En el interior del templo de Apolo en Basas, a siete metros de altura en la cella, ese lugar del templo inaccesible a los fieles, se alzaba un friso formado por veintitrés piezas que narraban dos historias distintas pero similares en su salvajismo. Una narra la lucha de Heracles y los griegos contra las amazonas; la otra la batalla de otros griegos, los lapitas, contra los centauros. En todas las planchas los griegos resultan victoriosos y todo el friso rezuma violencia y brutalidad conformando una macabra danza de figuras convulsas y retorcidas. En esos dos mitos bien conocidos lo que se pretendía representar tal vez fuera el reparto correcto de los llamados “roles de género” entre hombres y mujeres de Grecia: la guerra estaba destinada a los hombres y el matrimonio a las mujeres y las amazonas debían ser llamadas al orden por haberse convertido en guerreras y vivir sin hombres; y la lucha contra los centauros podría significar el intento de liberarnos de esa bestialidad que lleva causando guerras y violencia entre los humanos desde el inicio de la historia. Se podría decir, quizás, que el templo de Basas sintetiza la tensión entre la armonía clásica apolínea y la violencia transgresora dionisíaca.

El templo de Apolo Epicurio bajo la carpa que lo protege desde 1986
El viajero que visita Basas en la actualidad se lleva una gran sorpresa y no precisamente grata, porque el templo no se puede ver.
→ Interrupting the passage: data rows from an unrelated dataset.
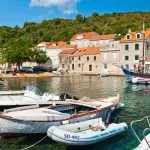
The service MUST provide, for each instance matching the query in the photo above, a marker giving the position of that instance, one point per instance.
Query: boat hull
(136, 78)
(85, 137)
(12, 127)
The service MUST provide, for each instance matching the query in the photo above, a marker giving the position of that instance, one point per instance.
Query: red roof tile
(67, 51)
(103, 37)
(87, 51)
(86, 35)
(133, 36)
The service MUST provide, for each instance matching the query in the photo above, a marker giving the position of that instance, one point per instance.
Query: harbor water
(135, 97)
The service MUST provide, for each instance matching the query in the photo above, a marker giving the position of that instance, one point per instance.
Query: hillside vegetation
(63, 29)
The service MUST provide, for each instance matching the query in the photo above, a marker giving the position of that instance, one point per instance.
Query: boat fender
(65, 122)
(53, 104)
(134, 80)
(93, 116)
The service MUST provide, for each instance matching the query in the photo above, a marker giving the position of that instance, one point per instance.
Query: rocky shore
(30, 75)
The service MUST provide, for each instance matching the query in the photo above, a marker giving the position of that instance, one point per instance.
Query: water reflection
(135, 97)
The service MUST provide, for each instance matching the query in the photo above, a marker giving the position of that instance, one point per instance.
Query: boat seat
(98, 126)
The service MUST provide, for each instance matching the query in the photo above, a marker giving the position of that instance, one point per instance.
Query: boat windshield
(72, 109)
(34, 90)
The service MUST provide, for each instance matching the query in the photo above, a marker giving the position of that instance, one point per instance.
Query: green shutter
(126, 57)
(136, 57)
(126, 47)
(136, 46)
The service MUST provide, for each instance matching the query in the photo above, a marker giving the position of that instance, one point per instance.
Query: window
(126, 47)
(138, 35)
(136, 57)
(126, 57)
(147, 47)
(105, 66)
(90, 67)
(114, 55)
(72, 66)
(105, 56)
(128, 36)
(127, 66)
(136, 46)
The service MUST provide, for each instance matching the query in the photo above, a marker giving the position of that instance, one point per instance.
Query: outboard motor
(64, 96)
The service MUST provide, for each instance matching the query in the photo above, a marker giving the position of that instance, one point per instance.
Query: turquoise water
(135, 97)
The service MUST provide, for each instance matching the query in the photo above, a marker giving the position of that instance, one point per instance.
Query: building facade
(131, 49)
(83, 39)
(53, 50)
(86, 61)
(110, 59)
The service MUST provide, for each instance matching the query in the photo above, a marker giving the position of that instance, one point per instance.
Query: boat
(37, 120)
(31, 96)
(135, 77)
(12, 92)
(86, 132)
(1, 81)
(145, 143)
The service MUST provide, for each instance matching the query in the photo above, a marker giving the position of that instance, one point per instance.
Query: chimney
(129, 30)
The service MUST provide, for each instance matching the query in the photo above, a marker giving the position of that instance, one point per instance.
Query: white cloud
(66, 6)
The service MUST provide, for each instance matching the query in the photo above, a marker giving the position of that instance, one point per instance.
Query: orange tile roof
(67, 51)
(47, 43)
(133, 36)
(59, 44)
(86, 35)
(87, 51)
(103, 37)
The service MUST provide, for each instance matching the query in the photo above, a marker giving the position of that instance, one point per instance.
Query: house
(110, 58)
(100, 40)
(53, 49)
(82, 39)
(86, 61)
(65, 58)
(132, 48)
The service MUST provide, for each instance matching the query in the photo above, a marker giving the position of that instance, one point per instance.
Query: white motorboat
(31, 120)
(145, 143)
(1, 81)
(86, 132)
(12, 92)
(31, 96)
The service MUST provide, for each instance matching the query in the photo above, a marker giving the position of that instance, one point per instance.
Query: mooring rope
(34, 143)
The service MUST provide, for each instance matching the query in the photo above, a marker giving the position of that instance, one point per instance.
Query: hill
(63, 29)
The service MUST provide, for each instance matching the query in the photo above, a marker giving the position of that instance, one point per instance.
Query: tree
(95, 14)
(17, 51)
(40, 56)
(79, 18)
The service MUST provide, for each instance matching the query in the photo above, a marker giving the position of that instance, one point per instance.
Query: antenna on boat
(143, 63)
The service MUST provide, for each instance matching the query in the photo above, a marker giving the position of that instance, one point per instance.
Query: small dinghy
(145, 143)
(86, 132)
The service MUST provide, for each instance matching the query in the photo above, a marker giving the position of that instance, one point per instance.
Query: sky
(16, 12)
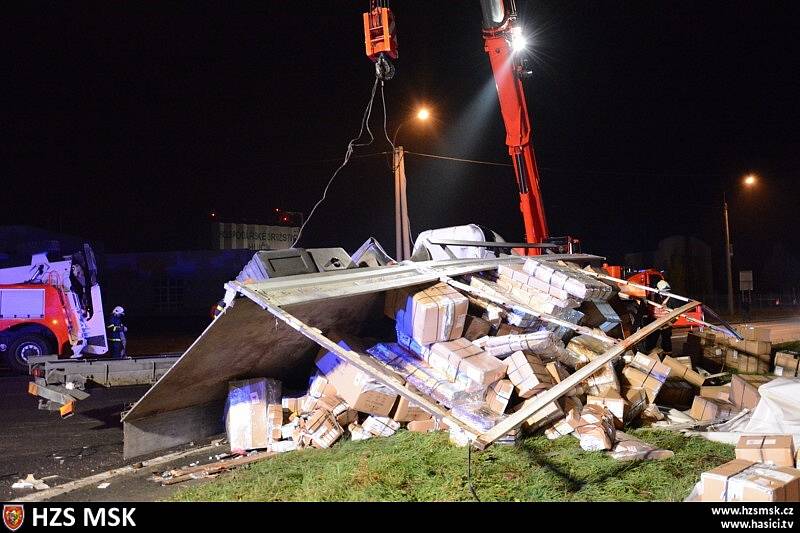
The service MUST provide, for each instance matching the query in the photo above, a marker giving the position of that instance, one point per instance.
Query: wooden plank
(553, 394)
(364, 363)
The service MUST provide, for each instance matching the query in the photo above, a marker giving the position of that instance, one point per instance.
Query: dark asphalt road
(41, 443)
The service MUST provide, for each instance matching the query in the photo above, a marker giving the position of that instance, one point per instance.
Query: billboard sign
(230, 236)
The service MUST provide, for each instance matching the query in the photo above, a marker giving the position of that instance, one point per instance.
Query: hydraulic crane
(504, 42)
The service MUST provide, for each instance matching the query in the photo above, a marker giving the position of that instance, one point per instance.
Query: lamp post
(749, 181)
(401, 224)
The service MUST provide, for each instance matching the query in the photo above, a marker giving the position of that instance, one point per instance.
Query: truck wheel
(22, 347)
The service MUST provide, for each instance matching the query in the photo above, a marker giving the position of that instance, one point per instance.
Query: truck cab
(51, 308)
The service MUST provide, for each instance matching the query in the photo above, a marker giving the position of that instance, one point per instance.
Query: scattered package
(776, 450)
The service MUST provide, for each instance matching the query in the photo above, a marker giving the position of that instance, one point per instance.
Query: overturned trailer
(275, 328)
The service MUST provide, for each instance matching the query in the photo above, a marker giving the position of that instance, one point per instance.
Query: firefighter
(665, 333)
(116, 333)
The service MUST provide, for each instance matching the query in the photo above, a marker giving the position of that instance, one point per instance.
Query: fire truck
(51, 308)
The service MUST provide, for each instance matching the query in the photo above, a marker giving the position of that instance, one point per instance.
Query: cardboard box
(322, 428)
(765, 483)
(528, 374)
(744, 390)
(680, 371)
(613, 403)
(246, 413)
(498, 395)
(541, 418)
(380, 426)
(787, 364)
(559, 372)
(677, 394)
(635, 404)
(425, 378)
(361, 392)
(744, 362)
(715, 481)
(436, 314)
(274, 421)
(602, 381)
(753, 333)
(461, 357)
(595, 429)
(763, 348)
(776, 450)
(425, 426)
(633, 378)
(707, 409)
(716, 392)
(408, 411)
(475, 328)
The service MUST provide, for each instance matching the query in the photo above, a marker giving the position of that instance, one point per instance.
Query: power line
(460, 160)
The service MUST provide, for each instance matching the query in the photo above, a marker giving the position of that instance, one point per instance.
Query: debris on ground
(30, 482)
(533, 347)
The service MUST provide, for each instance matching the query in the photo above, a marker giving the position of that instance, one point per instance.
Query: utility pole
(728, 253)
(401, 225)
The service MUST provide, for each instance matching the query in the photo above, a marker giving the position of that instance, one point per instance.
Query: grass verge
(425, 467)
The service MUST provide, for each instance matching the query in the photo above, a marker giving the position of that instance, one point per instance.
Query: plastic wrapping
(246, 412)
(528, 374)
(477, 415)
(380, 426)
(427, 380)
(541, 343)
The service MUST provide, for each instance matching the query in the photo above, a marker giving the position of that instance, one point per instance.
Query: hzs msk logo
(13, 515)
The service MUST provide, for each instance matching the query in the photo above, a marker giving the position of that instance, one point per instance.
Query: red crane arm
(499, 26)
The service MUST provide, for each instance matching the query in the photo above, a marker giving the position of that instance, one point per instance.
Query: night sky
(129, 122)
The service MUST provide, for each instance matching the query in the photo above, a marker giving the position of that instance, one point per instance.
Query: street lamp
(401, 224)
(749, 181)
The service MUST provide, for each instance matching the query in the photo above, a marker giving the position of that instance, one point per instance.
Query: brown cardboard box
(602, 381)
(715, 481)
(753, 333)
(322, 429)
(436, 314)
(596, 429)
(787, 364)
(460, 357)
(680, 371)
(765, 483)
(361, 392)
(346, 418)
(613, 403)
(424, 426)
(528, 374)
(744, 390)
(541, 418)
(776, 450)
(381, 426)
(716, 392)
(633, 378)
(744, 362)
(559, 372)
(274, 421)
(707, 409)
(635, 404)
(758, 348)
(677, 394)
(498, 395)
(475, 328)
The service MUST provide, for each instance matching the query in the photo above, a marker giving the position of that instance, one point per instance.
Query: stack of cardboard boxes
(763, 471)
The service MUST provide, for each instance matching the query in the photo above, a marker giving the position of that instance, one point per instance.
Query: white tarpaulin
(778, 412)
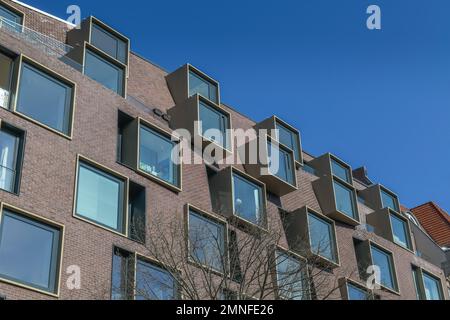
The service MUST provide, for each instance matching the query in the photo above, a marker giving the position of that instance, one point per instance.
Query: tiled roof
(435, 221)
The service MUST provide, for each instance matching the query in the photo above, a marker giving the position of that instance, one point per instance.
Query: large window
(400, 231)
(107, 73)
(389, 201)
(322, 238)
(207, 242)
(214, 125)
(29, 252)
(285, 169)
(45, 99)
(156, 156)
(203, 87)
(291, 277)
(356, 293)
(383, 260)
(11, 145)
(6, 70)
(340, 171)
(428, 287)
(345, 199)
(248, 200)
(154, 283)
(290, 139)
(100, 197)
(109, 43)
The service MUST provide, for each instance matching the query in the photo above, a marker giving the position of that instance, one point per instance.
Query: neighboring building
(85, 144)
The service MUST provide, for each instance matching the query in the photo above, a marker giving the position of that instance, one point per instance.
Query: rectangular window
(203, 87)
(290, 139)
(45, 99)
(104, 72)
(400, 231)
(291, 277)
(207, 242)
(6, 71)
(322, 238)
(29, 252)
(109, 43)
(100, 197)
(356, 293)
(345, 199)
(214, 125)
(285, 169)
(11, 148)
(384, 261)
(154, 283)
(389, 201)
(340, 171)
(248, 200)
(156, 156)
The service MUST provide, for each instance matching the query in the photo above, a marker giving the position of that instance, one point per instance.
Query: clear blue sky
(374, 98)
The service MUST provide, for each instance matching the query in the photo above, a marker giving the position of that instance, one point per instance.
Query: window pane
(355, 293)
(100, 197)
(28, 252)
(156, 156)
(109, 43)
(248, 200)
(400, 231)
(432, 287)
(285, 170)
(321, 236)
(290, 277)
(344, 199)
(153, 283)
(104, 72)
(389, 201)
(340, 171)
(6, 65)
(290, 139)
(214, 125)
(384, 261)
(44, 99)
(206, 240)
(9, 15)
(202, 87)
(9, 146)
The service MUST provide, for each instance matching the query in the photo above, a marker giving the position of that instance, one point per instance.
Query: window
(154, 283)
(248, 200)
(45, 99)
(10, 15)
(400, 231)
(100, 197)
(389, 201)
(340, 171)
(156, 156)
(109, 43)
(11, 148)
(203, 87)
(6, 70)
(283, 167)
(384, 261)
(214, 125)
(29, 252)
(345, 199)
(322, 238)
(290, 139)
(207, 242)
(356, 293)
(291, 277)
(107, 73)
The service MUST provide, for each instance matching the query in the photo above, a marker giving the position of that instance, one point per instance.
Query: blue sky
(374, 98)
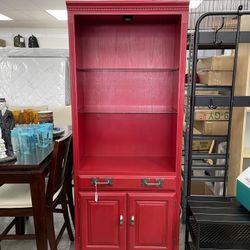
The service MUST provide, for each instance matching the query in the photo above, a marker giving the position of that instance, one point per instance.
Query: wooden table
(32, 169)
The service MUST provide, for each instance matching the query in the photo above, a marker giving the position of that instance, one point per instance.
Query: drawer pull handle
(121, 220)
(146, 183)
(132, 220)
(96, 182)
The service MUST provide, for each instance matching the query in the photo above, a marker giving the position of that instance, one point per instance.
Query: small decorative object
(2, 43)
(19, 41)
(7, 123)
(33, 43)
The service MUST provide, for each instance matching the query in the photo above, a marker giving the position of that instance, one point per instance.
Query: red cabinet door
(102, 223)
(150, 221)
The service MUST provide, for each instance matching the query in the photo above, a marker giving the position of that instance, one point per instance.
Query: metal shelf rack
(214, 222)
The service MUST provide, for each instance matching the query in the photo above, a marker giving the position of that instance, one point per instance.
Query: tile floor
(65, 243)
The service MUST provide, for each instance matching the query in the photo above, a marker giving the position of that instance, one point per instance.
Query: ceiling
(31, 13)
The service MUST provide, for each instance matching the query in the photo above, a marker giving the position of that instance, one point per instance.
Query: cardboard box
(2, 43)
(214, 78)
(243, 189)
(211, 128)
(202, 145)
(224, 63)
(211, 114)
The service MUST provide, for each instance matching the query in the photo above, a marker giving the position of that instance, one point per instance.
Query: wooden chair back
(58, 166)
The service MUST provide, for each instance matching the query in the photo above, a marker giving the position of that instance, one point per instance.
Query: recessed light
(5, 18)
(60, 15)
(195, 4)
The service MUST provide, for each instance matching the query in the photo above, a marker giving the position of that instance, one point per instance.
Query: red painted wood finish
(127, 85)
(100, 226)
(153, 221)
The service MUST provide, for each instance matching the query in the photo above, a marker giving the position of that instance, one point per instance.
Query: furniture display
(23, 192)
(215, 222)
(127, 63)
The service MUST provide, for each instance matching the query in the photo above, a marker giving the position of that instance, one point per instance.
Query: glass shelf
(127, 110)
(128, 165)
(127, 69)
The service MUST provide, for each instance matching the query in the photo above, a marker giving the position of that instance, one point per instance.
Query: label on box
(212, 115)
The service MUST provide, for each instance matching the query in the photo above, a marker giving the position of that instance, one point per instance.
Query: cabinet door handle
(96, 182)
(146, 183)
(132, 220)
(121, 220)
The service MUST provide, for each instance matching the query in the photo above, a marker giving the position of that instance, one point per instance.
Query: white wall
(47, 38)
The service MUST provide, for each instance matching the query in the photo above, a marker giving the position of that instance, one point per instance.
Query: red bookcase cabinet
(127, 62)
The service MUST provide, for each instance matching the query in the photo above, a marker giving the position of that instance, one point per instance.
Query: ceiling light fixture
(5, 18)
(195, 4)
(60, 15)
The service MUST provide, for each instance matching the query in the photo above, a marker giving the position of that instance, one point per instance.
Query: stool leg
(20, 225)
(66, 214)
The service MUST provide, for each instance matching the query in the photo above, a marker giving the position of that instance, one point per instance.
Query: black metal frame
(211, 102)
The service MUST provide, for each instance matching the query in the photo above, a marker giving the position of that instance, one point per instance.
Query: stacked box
(211, 115)
(216, 70)
(211, 127)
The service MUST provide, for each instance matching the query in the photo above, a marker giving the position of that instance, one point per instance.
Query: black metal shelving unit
(214, 222)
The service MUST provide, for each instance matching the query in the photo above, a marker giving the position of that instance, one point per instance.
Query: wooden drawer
(145, 183)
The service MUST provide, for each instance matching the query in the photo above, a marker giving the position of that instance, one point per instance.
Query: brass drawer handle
(132, 220)
(145, 182)
(96, 182)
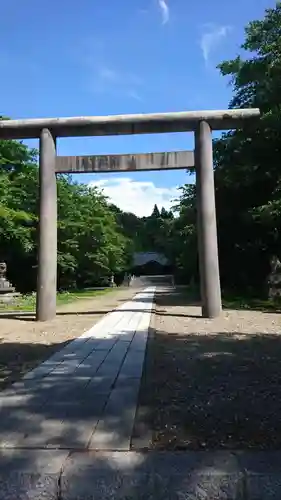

Sigue allí, más altivo aún que cuando Cockerell y sus amigos lo visitaron porque la mayoría de columnas está en pie, pero está totalmente recubierto por una enorme carpa blanca desde 1986 o, como se puede leer en los paneles explicativos, por un “pabellón de alta tecnología”. Los responsables de patrimonio aducen que el edificio corre peligro por la fragilidad de la piedra y que la carpa brinda refugio a los operarios que trabajan en su reconstrucción y mantiene sus delicados cimientos a salvo de la erosión del agua. Recuerdo mi propia decepción cuando lo visité un invierno hace ya algunos años. Me habían hurtado la romántica imagen que yo iba buscando de unas ruinas clásicas en medio de un agreste paisaje. La Grecia eterna. La que Melina le prometió a Jules que le llevaría a ver. Algunos promotores turísticos tienen el descaro de presentar la carpa como un “aliciente más” para la visita, porque, una vez dentro, “genera un ambiente especial”. Pero la verdad es que se tuvo que proteger el templo de la lluvia ácida generada por la central eléctrica de carbón ubicada en la no muy lejana Megalópolis y que lleva en funcionamiento desde 1971. La carpa llegó allí para quedarse.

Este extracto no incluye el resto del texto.